Your quietest high-performer gets talked over and mistaken for newbies. Then they quit, and you never see it coming.

Mary Ann Sieghart coined a term for this: The Authority Gap.

It's the distance between someone's real authority and what others actually perceive.

The original research focused on gender. But having sat in rooms with hundreds of founders and their teams, I see this pattern cut across gender, tenure, and expertise.

18% of senior professionals have been mistaken for someone far below their actual level at work.

The mechanism is in the signal - the way someone showcases authority.
The operator who under-signals gets:

→ Interrupted mid-sentence
→ Talked over by louder voices in the room
→ Credited less for the work they own
→ Mistaken for someone junior when decisions get made

Here's what bothers me about this pattern.

📍Confidence drops first
📍Engagement drops next
📍Then the best people leave before anyone notices

By the time a founder realises the strongest operator on the team has checked out, they've already been mentally gone for months.

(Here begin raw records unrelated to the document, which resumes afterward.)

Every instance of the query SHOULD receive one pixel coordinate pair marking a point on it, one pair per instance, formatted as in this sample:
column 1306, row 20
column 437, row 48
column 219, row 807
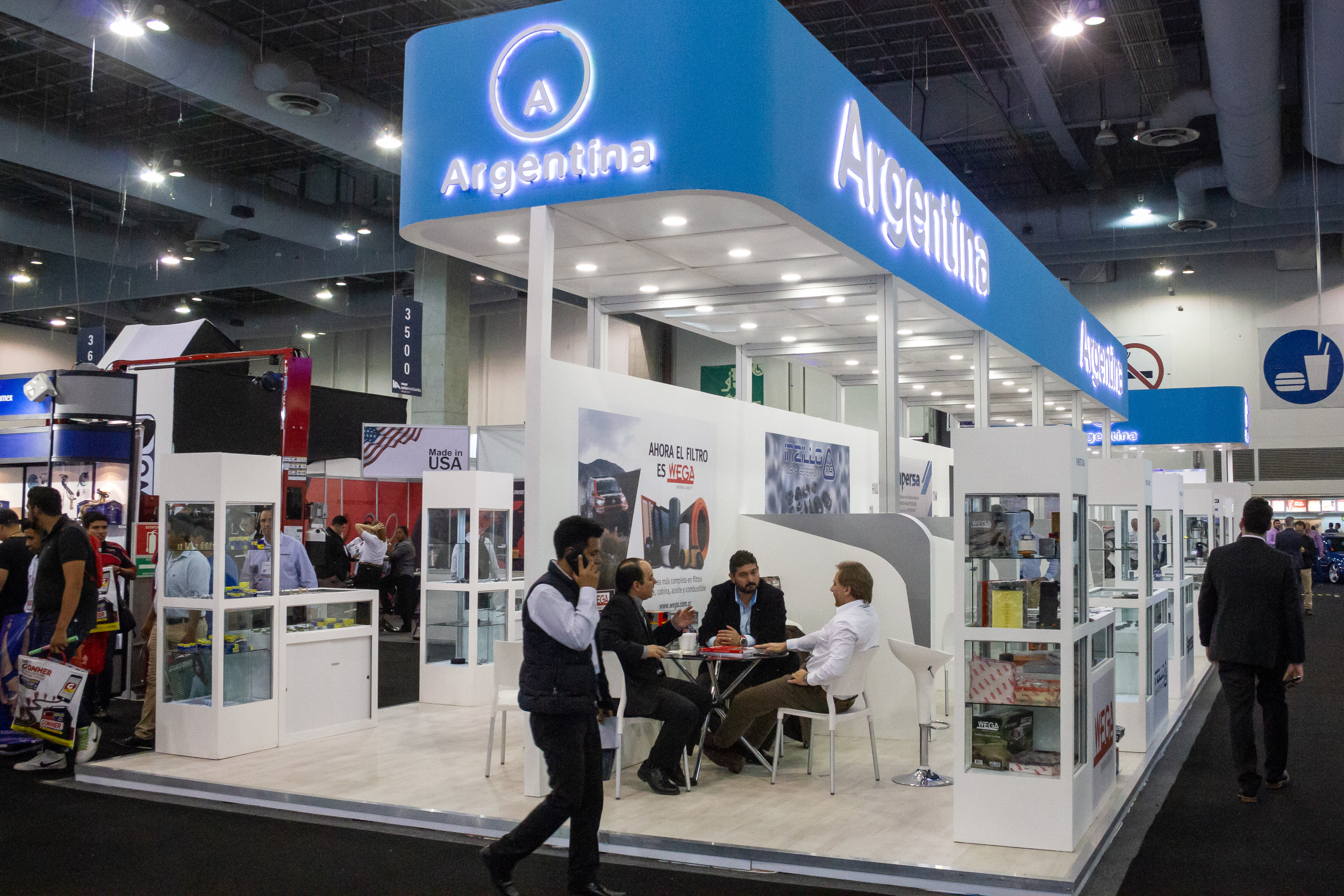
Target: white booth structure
column 467, row 597
column 241, row 667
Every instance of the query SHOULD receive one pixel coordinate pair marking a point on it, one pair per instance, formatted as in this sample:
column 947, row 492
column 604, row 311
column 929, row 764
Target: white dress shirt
column 367, row 549
column 568, row 624
column 853, row 628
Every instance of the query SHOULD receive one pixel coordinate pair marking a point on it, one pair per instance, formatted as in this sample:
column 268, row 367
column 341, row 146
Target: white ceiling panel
column 642, row 218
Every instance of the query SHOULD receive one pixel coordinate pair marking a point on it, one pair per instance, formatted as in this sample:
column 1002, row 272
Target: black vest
column 556, row 679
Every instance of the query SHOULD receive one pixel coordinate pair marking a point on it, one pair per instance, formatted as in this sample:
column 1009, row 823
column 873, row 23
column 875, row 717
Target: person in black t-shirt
column 14, row 565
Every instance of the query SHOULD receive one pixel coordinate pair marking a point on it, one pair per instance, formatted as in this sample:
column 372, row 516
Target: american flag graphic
column 380, row 438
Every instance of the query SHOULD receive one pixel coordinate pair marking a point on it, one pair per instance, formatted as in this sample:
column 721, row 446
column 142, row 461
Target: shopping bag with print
column 49, row 699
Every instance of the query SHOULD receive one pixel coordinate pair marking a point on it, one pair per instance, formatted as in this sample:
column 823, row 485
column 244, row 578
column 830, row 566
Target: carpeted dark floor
column 1206, row 841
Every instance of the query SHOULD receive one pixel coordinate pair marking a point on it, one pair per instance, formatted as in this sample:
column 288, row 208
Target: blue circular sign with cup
column 1304, row 367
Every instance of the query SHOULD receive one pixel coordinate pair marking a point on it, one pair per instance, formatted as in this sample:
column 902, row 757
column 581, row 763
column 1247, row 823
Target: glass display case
column 467, row 566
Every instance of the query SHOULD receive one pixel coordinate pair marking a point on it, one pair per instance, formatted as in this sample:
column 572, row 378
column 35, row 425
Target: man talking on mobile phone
column 1250, row 623
column 562, row 686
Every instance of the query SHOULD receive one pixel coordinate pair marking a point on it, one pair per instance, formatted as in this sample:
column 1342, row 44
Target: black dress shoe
column 502, row 878
column 595, row 890
column 658, row 781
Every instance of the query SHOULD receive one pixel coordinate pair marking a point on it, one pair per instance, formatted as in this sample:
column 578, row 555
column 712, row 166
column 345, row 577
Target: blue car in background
column 1330, row 566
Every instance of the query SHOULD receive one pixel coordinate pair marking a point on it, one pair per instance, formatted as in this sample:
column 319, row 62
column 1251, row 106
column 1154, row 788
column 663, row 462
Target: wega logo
column 1105, row 731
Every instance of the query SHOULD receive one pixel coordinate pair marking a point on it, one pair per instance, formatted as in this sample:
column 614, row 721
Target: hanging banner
column 406, row 346
column 648, row 480
column 803, row 476
column 406, row 452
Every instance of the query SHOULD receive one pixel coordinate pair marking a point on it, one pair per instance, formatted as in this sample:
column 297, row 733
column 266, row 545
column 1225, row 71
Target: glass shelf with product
column 1014, row 559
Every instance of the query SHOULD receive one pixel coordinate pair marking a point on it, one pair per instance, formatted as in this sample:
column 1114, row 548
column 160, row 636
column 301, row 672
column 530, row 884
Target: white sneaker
column 45, row 761
column 87, row 745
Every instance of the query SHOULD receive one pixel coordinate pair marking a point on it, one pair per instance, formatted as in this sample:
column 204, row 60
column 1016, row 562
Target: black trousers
column 1244, row 686
column 573, row 750
column 681, row 706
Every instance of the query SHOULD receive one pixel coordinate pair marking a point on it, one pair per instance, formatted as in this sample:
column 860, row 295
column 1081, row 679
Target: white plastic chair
column 924, row 663
column 509, row 664
column 616, row 687
column 855, row 680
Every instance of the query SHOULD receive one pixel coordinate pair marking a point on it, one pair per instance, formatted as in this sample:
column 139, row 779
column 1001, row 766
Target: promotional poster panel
column 406, row 452
column 648, row 481
column 803, row 476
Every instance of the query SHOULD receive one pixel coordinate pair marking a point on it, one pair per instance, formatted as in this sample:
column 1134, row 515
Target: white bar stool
column 924, row 663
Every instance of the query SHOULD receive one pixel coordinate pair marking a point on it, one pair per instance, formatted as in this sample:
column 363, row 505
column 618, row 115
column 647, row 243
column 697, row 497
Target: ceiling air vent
column 1167, row 136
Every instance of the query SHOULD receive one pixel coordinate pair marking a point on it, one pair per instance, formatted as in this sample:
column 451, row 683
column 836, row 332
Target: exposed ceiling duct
column 1323, row 101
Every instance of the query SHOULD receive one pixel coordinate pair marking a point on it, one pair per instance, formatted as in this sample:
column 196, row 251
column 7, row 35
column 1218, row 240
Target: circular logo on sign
column 1304, row 367
column 541, row 83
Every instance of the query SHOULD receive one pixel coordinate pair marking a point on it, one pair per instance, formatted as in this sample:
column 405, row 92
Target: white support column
column 744, row 375
column 1038, row 395
column 597, row 335
column 889, row 401
column 980, row 377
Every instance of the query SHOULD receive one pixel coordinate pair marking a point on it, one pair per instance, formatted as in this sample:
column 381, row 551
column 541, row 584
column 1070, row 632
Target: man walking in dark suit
column 564, row 687
column 650, row 692
column 1250, row 623
column 745, row 612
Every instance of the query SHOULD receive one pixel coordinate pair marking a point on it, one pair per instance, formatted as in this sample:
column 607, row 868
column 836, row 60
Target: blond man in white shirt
column 854, row 628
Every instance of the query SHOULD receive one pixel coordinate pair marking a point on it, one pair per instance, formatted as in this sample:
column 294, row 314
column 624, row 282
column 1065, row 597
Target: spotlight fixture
column 156, row 21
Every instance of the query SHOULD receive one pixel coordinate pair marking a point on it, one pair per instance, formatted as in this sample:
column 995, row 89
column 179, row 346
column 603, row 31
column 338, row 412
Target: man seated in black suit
column 745, row 612
column 1250, row 623
column 651, row 694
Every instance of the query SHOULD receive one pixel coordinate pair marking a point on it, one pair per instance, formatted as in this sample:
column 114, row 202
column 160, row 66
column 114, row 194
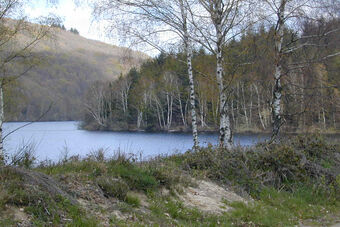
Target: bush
column 132, row 200
column 136, row 177
column 284, row 165
column 113, row 187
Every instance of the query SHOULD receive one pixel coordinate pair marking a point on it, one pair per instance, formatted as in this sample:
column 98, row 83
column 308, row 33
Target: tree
column 16, row 57
column 284, row 14
column 150, row 17
column 225, row 19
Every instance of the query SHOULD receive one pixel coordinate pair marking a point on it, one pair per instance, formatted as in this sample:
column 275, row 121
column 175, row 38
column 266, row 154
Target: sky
column 80, row 17
column 72, row 17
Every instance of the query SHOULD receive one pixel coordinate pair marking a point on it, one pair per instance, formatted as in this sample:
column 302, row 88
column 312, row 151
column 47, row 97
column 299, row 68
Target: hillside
column 69, row 64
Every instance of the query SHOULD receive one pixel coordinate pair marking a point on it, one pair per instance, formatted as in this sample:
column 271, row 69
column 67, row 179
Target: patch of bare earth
column 209, row 197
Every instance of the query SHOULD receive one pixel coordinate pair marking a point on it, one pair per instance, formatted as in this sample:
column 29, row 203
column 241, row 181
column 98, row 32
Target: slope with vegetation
column 69, row 64
column 292, row 183
column 156, row 97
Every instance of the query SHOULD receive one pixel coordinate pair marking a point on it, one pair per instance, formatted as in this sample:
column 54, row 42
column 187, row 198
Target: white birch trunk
column 2, row 153
column 225, row 139
column 277, row 90
column 259, row 107
column 188, row 50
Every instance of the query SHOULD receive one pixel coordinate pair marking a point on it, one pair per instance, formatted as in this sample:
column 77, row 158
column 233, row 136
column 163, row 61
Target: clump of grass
column 113, row 187
column 43, row 208
column 132, row 200
column 136, row 177
column 283, row 166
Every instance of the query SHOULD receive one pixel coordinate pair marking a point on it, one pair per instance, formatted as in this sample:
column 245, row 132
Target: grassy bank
column 292, row 183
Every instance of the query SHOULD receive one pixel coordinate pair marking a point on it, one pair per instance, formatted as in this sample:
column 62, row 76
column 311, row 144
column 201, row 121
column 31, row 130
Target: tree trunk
column 259, row 106
column 2, row 153
column 225, row 126
column 277, row 91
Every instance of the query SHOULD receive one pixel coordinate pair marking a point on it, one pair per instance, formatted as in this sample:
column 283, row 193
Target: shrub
column 113, row 187
column 283, row 165
column 132, row 200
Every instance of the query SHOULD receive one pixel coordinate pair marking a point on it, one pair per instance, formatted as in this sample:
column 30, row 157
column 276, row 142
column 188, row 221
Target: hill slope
column 70, row 63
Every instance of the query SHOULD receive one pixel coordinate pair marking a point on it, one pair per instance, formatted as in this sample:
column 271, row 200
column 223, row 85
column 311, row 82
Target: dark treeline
column 156, row 96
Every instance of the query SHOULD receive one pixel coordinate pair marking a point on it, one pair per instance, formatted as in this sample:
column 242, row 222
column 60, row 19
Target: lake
column 51, row 139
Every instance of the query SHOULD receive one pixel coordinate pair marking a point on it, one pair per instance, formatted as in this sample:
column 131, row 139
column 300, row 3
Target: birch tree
column 283, row 14
column 15, row 52
column 217, row 22
column 152, row 17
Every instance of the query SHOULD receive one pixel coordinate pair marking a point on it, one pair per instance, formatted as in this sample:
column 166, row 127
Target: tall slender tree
column 216, row 23
column 14, row 52
column 167, row 17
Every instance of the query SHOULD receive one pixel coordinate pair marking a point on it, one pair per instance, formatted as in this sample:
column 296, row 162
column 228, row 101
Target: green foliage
column 283, row 166
column 137, row 178
column 39, row 204
column 132, row 200
column 113, row 187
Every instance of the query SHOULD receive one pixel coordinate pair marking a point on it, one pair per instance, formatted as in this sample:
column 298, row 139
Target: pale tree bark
column 219, row 22
column 188, row 50
column 15, row 52
column 277, row 90
column 2, row 153
column 147, row 18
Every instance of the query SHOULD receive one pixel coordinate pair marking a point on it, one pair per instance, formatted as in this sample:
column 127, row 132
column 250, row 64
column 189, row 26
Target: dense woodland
column 156, row 96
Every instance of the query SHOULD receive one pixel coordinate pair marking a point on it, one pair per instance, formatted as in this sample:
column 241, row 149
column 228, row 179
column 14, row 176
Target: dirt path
column 209, row 197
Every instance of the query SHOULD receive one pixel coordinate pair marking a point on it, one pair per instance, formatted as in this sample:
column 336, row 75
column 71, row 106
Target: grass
column 290, row 182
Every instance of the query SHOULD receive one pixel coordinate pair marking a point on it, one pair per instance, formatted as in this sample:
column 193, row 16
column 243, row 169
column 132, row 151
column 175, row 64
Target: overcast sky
column 72, row 16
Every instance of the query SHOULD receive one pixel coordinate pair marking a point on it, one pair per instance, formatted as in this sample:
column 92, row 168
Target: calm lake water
column 52, row 138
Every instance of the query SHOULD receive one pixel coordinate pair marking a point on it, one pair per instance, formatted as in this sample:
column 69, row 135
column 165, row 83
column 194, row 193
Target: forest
column 156, row 96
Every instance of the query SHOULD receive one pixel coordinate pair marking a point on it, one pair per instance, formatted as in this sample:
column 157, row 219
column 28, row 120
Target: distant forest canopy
column 67, row 66
column 61, row 26
column 156, row 97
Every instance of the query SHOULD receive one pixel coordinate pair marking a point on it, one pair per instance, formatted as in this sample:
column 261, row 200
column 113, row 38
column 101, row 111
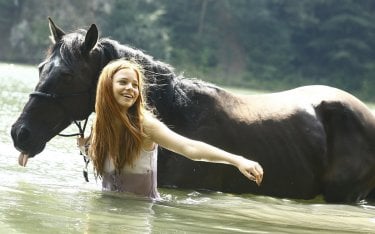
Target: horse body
column 311, row 140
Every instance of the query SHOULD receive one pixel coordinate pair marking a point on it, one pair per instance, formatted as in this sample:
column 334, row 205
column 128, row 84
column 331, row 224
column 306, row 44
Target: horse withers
column 311, row 141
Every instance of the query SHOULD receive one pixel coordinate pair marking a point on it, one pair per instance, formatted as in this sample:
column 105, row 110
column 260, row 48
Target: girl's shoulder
column 149, row 121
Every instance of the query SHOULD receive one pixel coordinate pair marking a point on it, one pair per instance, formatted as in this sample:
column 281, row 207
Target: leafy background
column 268, row 44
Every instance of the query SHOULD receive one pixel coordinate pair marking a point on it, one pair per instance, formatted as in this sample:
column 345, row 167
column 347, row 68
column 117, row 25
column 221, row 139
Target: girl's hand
column 251, row 170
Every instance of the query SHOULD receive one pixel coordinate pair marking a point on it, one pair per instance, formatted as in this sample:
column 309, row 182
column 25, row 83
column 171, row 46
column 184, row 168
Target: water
column 51, row 196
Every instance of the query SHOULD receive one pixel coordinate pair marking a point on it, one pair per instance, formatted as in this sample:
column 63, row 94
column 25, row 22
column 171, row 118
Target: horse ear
column 91, row 38
column 56, row 32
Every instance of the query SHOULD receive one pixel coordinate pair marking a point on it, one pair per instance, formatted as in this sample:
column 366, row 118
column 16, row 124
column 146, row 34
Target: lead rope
column 86, row 159
column 82, row 151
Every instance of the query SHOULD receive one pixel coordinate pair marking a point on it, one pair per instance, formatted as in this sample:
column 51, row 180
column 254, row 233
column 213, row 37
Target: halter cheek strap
column 56, row 98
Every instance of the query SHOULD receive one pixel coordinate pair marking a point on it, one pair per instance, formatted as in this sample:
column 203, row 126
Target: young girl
column 125, row 136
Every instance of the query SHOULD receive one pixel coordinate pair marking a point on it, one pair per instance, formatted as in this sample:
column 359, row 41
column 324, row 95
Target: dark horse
column 311, row 141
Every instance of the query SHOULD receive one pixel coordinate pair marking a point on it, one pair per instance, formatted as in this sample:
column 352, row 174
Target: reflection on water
column 51, row 196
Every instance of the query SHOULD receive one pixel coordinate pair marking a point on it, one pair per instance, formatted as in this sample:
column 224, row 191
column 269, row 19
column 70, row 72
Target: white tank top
column 140, row 179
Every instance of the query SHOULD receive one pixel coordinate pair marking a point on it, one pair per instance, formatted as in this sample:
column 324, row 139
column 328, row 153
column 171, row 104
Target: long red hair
column 116, row 134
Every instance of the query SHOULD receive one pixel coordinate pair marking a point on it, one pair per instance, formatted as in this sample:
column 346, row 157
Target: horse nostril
column 23, row 134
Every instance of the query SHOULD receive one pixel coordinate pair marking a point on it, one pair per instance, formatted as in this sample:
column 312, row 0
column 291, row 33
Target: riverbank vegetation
column 270, row 44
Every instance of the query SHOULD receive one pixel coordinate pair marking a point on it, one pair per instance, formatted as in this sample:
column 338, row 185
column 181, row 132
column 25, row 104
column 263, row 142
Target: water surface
column 51, row 196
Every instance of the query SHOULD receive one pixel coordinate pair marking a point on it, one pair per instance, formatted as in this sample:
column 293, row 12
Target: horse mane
column 161, row 78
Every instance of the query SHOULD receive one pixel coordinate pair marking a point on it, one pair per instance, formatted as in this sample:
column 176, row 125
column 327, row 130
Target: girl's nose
column 128, row 86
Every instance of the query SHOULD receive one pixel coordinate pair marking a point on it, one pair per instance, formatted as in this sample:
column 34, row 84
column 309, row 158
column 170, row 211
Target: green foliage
column 269, row 44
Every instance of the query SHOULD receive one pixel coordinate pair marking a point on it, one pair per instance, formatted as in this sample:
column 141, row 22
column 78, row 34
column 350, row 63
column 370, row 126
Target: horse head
column 65, row 91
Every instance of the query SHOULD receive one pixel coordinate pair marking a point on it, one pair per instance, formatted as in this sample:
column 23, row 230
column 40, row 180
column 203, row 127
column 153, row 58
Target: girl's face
column 125, row 88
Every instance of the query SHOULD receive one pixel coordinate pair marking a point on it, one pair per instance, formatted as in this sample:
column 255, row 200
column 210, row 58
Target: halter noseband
column 56, row 97
column 81, row 129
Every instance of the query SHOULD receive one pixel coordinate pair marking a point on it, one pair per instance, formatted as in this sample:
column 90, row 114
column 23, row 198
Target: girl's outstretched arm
column 197, row 150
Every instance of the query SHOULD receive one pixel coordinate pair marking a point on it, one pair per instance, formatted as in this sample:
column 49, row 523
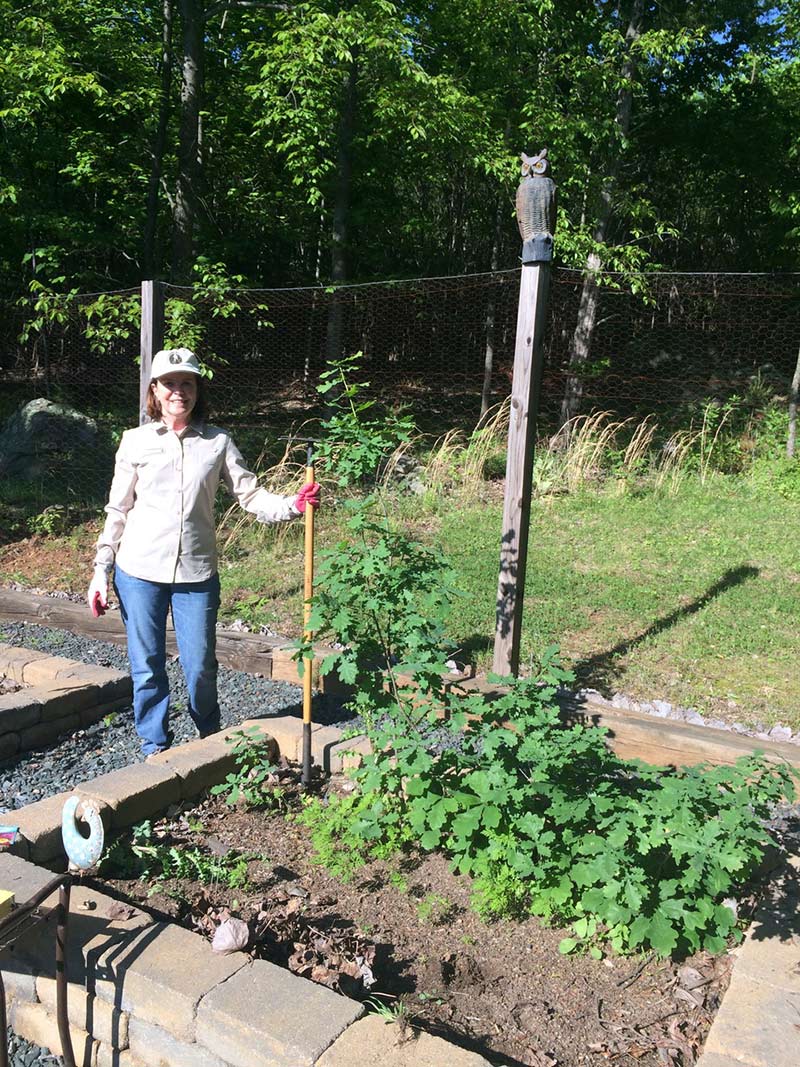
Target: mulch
column 403, row 938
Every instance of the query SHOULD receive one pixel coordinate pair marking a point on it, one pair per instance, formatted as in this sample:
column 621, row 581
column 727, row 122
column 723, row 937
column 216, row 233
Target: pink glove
column 308, row 494
column 97, row 598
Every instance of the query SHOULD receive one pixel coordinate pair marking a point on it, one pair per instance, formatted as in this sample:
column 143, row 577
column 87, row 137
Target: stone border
column 142, row 991
column 61, row 696
column 137, row 999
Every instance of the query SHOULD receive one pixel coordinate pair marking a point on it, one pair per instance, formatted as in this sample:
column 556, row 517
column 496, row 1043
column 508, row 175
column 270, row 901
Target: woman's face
column 177, row 394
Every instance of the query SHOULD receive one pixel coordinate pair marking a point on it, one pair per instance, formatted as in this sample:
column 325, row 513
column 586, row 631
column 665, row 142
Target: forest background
column 322, row 142
column 229, row 145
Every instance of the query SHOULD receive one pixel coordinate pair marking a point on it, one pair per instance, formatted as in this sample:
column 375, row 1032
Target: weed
column 143, row 856
column 398, row 881
column 397, row 1012
column 254, row 782
column 355, row 436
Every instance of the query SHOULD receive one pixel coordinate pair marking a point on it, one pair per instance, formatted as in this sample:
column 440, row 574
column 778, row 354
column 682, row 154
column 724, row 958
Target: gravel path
column 113, row 743
column 22, row 1053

The room missed it for the same reason they missed their authority in the first place, because there was no signal.

If you're leading a team, stop asking who's delivering. Ask who's delivering AND being seen for it. Those are two very different lists.

If you're the quiet one watching your work get re-attributed, understand that signalling isn't being arrogant. It's the price of being recognised for what you've actually done.